Having signed in, our SPA gets an access token using acquireTokenSilent, with a fallback to acquireTokenPopup.

What we have noticed is that when acquireTokenSilent times out, the token may still be retrieved in the background, and the application local storage is updated with the token. However, in the app we have proceeded to call acquireTokenPopup. After the user enters their credentials in acquireTokenPopup, the popup displays "Bad Request". The user can close the popup and if they refresh the app, they will now be signed in.

This experience is not a great experience for our users.

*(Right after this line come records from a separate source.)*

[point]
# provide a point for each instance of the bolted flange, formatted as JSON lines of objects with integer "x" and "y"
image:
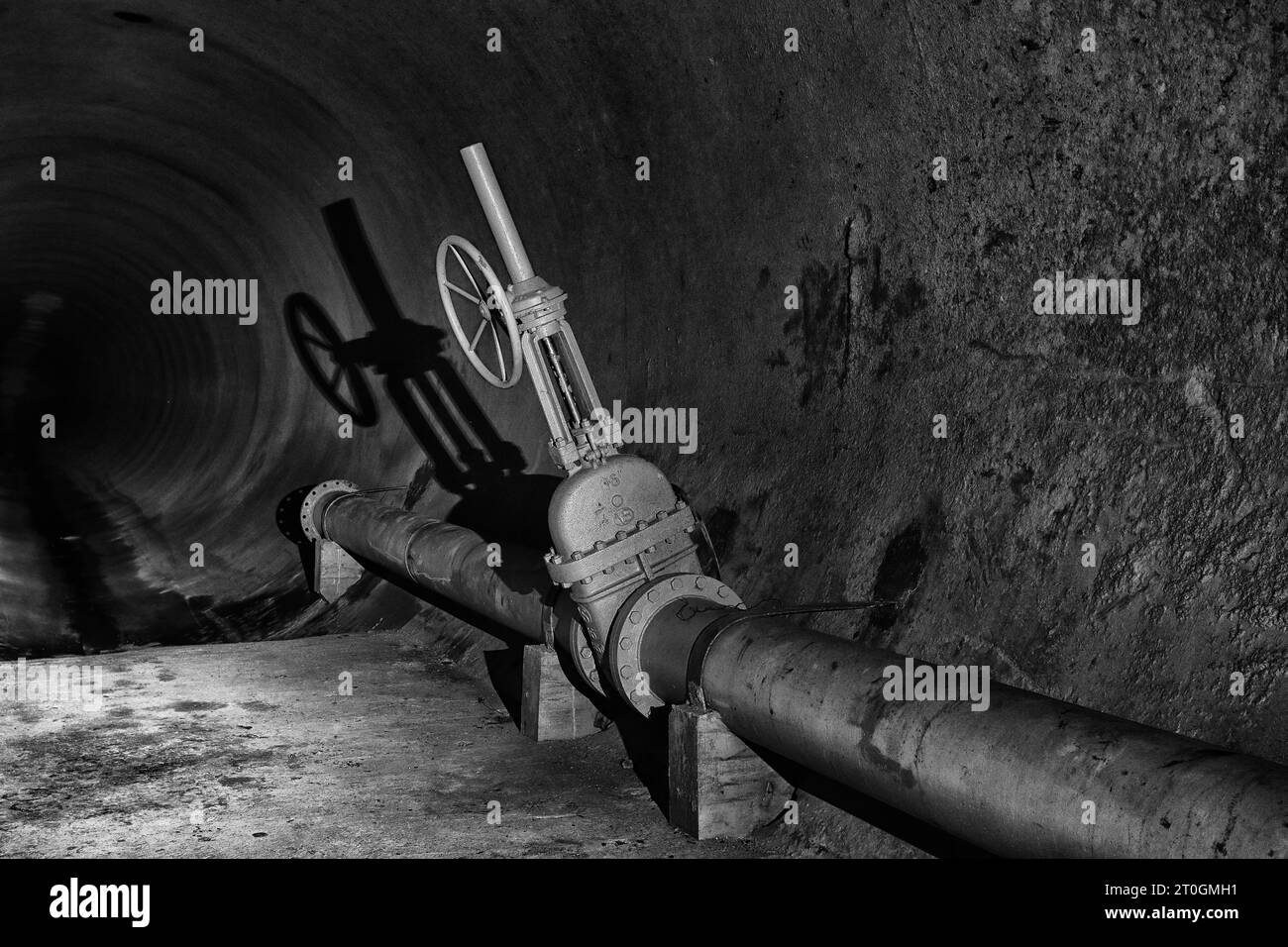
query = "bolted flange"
{"x": 310, "y": 502}
{"x": 626, "y": 637}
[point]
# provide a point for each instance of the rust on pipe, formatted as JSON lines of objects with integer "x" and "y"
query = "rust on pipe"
{"x": 443, "y": 558}
{"x": 1014, "y": 779}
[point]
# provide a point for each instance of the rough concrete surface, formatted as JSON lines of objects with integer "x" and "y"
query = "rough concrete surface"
{"x": 769, "y": 169}
{"x": 258, "y": 740}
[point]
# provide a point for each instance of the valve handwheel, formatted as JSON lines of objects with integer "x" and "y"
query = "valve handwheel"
{"x": 492, "y": 307}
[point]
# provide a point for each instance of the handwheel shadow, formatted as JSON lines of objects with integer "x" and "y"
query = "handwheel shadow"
{"x": 463, "y": 449}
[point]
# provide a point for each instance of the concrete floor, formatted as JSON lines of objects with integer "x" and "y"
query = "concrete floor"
{"x": 257, "y": 737}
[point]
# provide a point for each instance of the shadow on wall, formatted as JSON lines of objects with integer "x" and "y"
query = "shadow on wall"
{"x": 465, "y": 454}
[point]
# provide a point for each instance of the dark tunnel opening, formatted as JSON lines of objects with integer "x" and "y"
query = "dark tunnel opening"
{"x": 176, "y": 437}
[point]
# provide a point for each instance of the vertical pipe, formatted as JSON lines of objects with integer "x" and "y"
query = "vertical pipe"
{"x": 497, "y": 213}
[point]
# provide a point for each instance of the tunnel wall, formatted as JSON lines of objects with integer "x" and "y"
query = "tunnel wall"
{"x": 768, "y": 169}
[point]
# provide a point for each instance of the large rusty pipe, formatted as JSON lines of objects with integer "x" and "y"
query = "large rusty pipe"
{"x": 443, "y": 558}
{"x": 1016, "y": 779}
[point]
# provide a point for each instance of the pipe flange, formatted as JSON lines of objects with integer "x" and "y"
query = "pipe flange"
{"x": 310, "y": 501}
{"x": 626, "y": 637}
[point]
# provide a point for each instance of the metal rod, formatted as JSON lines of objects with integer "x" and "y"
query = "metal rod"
{"x": 497, "y": 213}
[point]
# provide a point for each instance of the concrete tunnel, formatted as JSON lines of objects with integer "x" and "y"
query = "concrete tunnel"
{"x": 772, "y": 174}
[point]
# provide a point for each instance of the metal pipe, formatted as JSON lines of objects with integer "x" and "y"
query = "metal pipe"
{"x": 497, "y": 213}
{"x": 443, "y": 558}
{"x": 1029, "y": 776}
{"x": 1014, "y": 779}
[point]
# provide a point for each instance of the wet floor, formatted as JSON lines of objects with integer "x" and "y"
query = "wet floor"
{"x": 244, "y": 750}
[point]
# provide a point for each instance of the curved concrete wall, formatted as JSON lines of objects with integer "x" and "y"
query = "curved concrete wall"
{"x": 768, "y": 169}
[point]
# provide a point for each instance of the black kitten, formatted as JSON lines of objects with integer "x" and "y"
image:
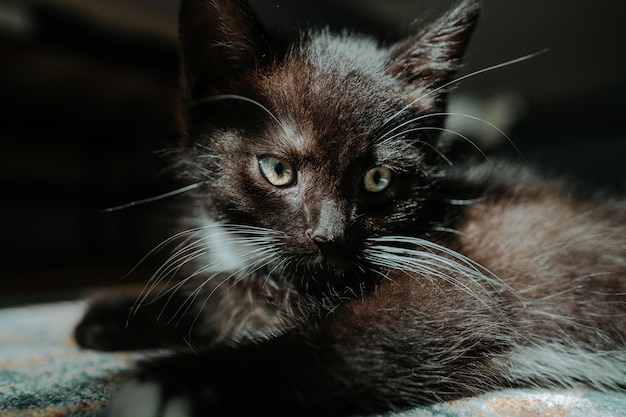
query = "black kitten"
{"x": 336, "y": 261}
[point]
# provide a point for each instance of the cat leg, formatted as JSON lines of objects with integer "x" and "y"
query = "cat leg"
{"x": 113, "y": 322}
{"x": 374, "y": 355}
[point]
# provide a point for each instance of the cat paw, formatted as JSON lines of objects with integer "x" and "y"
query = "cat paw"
{"x": 109, "y": 325}
{"x": 146, "y": 399}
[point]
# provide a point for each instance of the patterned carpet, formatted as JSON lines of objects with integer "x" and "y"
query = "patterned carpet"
{"x": 44, "y": 374}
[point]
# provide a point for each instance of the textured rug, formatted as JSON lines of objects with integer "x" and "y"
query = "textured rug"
{"x": 44, "y": 374}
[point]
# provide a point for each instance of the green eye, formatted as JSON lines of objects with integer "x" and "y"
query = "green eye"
{"x": 377, "y": 179}
{"x": 277, "y": 171}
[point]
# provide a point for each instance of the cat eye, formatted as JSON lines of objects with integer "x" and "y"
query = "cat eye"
{"x": 377, "y": 179}
{"x": 277, "y": 171}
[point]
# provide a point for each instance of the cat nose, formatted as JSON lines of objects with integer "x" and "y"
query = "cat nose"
{"x": 327, "y": 245}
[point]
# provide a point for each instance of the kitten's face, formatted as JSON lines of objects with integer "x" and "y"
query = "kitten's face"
{"x": 326, "y": 146}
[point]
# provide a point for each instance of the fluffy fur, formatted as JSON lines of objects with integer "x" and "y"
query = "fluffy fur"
{"x": 338, "y": 259}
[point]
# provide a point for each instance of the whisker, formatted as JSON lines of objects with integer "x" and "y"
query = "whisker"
{"x": 153, "y": 199}
{"x": 463, "y": 77}
{"x": 240, "y": 98}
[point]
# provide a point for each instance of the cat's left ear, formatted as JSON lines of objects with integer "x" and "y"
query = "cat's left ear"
{"x": 432, "y": 57}
{"x": 222, "y": 41}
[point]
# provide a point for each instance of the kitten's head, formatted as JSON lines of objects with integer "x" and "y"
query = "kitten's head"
{"x": 315, "y": 148}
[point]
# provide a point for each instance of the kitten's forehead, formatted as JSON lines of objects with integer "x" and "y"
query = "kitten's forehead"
{"x": 332, "y": 91}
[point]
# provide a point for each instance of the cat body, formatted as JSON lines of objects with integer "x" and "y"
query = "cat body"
{"x": 337, "y": 260}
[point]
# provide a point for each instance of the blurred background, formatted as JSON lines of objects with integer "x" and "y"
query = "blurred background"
{"x": 87, "y": 90}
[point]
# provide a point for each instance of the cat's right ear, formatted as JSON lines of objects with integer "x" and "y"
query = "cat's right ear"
{"x": 222, "y": 41}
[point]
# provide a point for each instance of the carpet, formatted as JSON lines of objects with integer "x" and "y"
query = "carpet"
{"x": 44, "y": 374}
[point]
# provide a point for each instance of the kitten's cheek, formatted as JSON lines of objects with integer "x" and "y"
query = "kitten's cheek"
{"x": 143, "y": 399}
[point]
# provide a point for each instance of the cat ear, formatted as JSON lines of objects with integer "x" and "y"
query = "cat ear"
{"x": 433, "y": 56}
{"x": 221, "y": 41}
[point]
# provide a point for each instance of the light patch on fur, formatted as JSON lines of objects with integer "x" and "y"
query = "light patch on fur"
{"x": 136, "y": 399}
{"x": 225, "y": 254}
{"x": 554, "y": 364}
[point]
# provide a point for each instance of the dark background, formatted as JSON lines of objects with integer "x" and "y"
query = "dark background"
{"x": 87, "y": 90}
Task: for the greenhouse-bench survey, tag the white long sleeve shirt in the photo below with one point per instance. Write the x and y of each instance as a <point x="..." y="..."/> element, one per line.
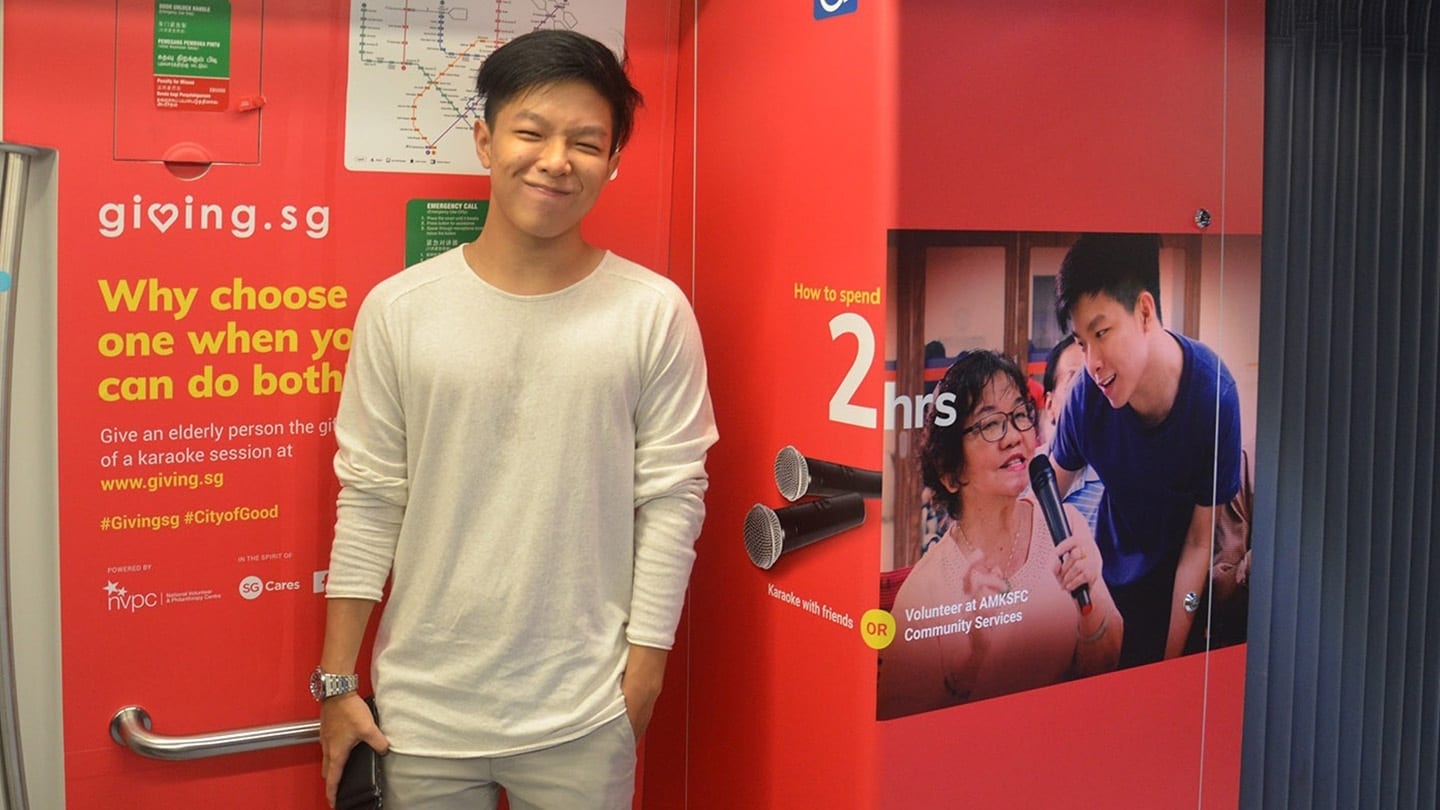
<point x="530" y="473"/>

Just wondering if this is this a known issue or is expected behavior?

Here is the relevant extract from our code. We wrap the UserAgentApplication in an MsalAuthenticationManager object.

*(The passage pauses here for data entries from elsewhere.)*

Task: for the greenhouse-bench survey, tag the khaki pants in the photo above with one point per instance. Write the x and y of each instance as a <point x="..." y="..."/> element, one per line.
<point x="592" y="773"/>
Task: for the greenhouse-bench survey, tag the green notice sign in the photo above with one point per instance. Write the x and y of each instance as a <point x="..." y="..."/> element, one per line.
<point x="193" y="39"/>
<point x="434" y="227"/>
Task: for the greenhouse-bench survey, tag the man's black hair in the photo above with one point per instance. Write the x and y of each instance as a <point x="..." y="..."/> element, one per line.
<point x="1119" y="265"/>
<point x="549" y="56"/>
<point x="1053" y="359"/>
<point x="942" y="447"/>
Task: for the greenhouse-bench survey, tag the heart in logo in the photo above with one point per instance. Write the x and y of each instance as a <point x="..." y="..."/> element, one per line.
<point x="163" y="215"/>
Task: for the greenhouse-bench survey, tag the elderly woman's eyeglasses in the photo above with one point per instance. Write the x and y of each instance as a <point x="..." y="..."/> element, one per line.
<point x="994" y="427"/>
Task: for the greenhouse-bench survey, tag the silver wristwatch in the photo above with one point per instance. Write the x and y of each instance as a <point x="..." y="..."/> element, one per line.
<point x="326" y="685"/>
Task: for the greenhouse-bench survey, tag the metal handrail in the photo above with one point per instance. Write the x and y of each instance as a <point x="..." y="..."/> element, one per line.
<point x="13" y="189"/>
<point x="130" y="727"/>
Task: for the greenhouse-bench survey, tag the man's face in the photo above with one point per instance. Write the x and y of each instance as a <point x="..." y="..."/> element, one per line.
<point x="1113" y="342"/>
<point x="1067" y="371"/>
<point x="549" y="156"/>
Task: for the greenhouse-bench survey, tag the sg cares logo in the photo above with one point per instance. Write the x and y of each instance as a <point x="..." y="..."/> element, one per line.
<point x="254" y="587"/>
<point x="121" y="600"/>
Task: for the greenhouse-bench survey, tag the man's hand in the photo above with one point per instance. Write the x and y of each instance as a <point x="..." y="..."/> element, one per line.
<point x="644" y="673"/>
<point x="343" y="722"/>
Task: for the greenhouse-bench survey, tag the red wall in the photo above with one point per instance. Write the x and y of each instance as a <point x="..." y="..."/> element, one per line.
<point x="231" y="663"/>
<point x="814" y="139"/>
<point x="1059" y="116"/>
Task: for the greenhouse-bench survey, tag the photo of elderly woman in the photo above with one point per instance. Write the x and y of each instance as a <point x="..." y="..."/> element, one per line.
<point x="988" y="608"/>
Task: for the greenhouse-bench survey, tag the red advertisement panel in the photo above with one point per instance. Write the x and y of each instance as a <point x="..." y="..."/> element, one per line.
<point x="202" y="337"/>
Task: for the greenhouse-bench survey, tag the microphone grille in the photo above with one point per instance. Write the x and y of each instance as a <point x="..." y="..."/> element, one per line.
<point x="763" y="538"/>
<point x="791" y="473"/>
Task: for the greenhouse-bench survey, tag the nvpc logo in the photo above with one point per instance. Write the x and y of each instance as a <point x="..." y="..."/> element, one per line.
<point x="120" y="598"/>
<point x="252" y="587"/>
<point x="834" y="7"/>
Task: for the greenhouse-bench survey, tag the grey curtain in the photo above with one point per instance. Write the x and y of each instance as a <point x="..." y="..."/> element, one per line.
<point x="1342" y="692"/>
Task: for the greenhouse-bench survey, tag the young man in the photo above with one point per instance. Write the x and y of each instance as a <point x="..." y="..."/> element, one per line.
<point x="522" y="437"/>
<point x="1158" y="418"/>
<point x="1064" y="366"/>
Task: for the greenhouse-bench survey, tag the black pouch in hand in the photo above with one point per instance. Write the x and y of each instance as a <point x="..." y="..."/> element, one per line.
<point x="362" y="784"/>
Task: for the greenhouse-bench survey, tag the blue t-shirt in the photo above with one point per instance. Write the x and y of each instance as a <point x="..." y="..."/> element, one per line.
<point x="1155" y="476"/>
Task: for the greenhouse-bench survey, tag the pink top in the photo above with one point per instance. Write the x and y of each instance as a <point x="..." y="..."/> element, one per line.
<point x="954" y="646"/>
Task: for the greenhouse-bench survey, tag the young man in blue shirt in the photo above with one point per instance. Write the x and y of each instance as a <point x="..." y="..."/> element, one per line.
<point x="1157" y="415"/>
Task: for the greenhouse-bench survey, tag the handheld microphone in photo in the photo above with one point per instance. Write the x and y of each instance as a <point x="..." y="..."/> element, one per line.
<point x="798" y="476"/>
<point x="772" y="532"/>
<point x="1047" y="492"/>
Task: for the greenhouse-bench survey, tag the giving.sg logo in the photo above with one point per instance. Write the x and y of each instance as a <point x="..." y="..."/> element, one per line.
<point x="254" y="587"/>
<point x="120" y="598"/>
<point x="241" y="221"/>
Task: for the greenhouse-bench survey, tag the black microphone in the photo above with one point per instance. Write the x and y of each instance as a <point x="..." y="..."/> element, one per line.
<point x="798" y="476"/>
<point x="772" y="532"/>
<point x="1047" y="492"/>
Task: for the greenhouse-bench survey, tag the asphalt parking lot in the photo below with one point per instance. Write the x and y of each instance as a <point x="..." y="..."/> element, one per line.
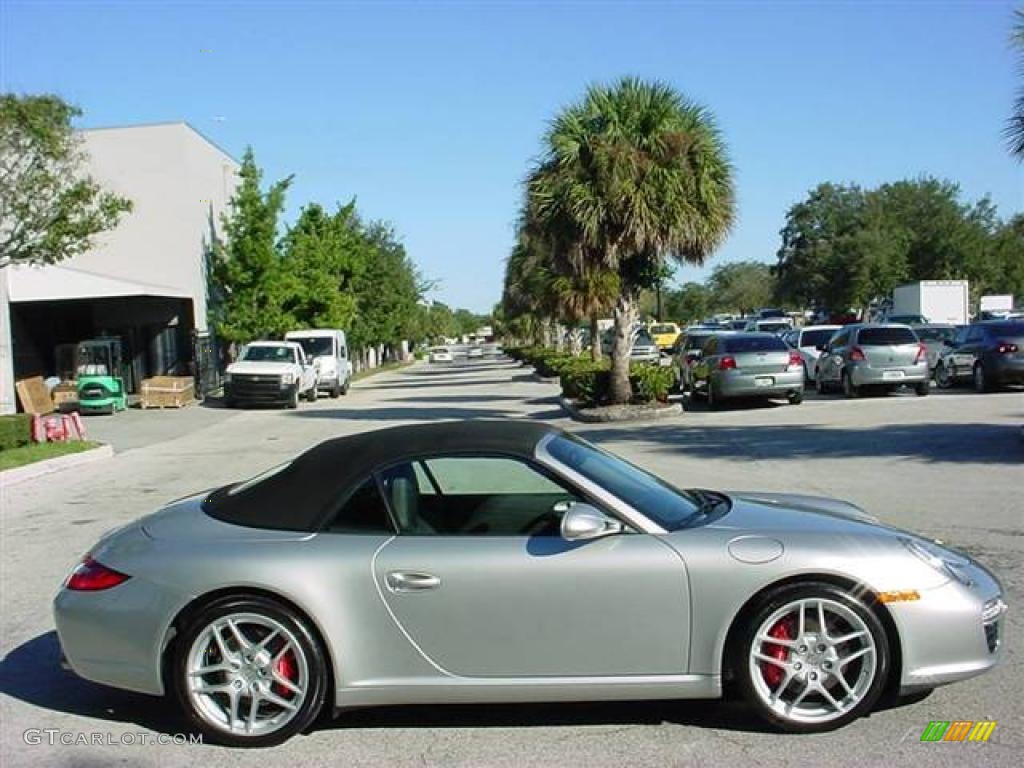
<point x="950" y="466"/>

function getMsalAuthenticationManager(authority: IMSALAuthorityConfig): IMsalAuthenticationManager {
  return new MsalAuthenticationManager(
    appConfig.msal.clientId,
    authority.signUpOrSignInAuthority,
    authority.passwordResetAuthority,
    {
      loadFrameTimeout: 15000,
      endPoints: endPointsMap,
      cacheLocation: appConfig.msal.cacheLocation // localStorage
    }
  );
}

// MsalAuthenticationManager constructor
  constructor(
    private applicationId: string,
    authority?: string,
    authorityForPasswordReset?: string,
    msalOptions?: IMsalOptions
  ) {
    var onTokenReceived = authorityForPasswordReset
      ? (errorDesc: string, token: string, error: string, tokenType: string) => {
          // When the user clicks on the forgot password link, the following error is returned to this app.
          // In this case we need to re-instantiate the UserAgentApplication object with the Password Reset policy.
          if (errorDesc && errorDesc.indexOf("AADB2C90118") > -1) {
            this._msal = new UserAgentApplication(
              applicationId,
              authorityForPasswordReset,
              onTokenReceived,
              msalOptions
            );

            this.signIn();
          }
        }
      : (errorDesc: string, token: string, error: string, tokenType: string) => {};

    this._msal = new UserAgentApplication(applicationId, authority, onTokenReceived, msalOptions);

    this.acquireToken = this.acquireToken.bind(this);
    this.signIn = this.signIn.bind(this);
    this.signOut = this.signOut.bind(this);
    this.getResourceForEndpoint = this.getResourceForEndpoint.bind(this); // Gets the scope for a particular endpoint
    this.acquireToken = this.acquireToken.bind(this);
  }

  public acquireToken(scopes: string[]): Promise<string> {
    return new Promise((resolve, reject) => {
      this._msal
        .acquireTokenSilent(scopes)
        .then((accessToken: string) => resolve(accessToken))
        .catch((acquireTokenSilentError: string) => {
          this._msal
            .acquireTokenPopup(scopes)
            .then((accessToken: string) => resolve(accessToken))
            .catch((acquireTokenPopupError: string) => reject(acquireTokenPopupError));
        });
    });
  }
1
azure-ad-b2cmsalmsal.js
Can you post your code please?Jamie Lupton
Updated the post with the relevant snippet of code.mlinehan17

1 Answers

1
votes

I had a similar issue, the reason being the token is still there but expired, and as msal.js doesn t check token expiration, you ll be seen as logged, but your token is actually invalid and your httpRequests with the bearer will fail as unauthorized. you should log the acquiretokenSilent error and look for "AADB2C90077" error, if the token is expired, call for a logout().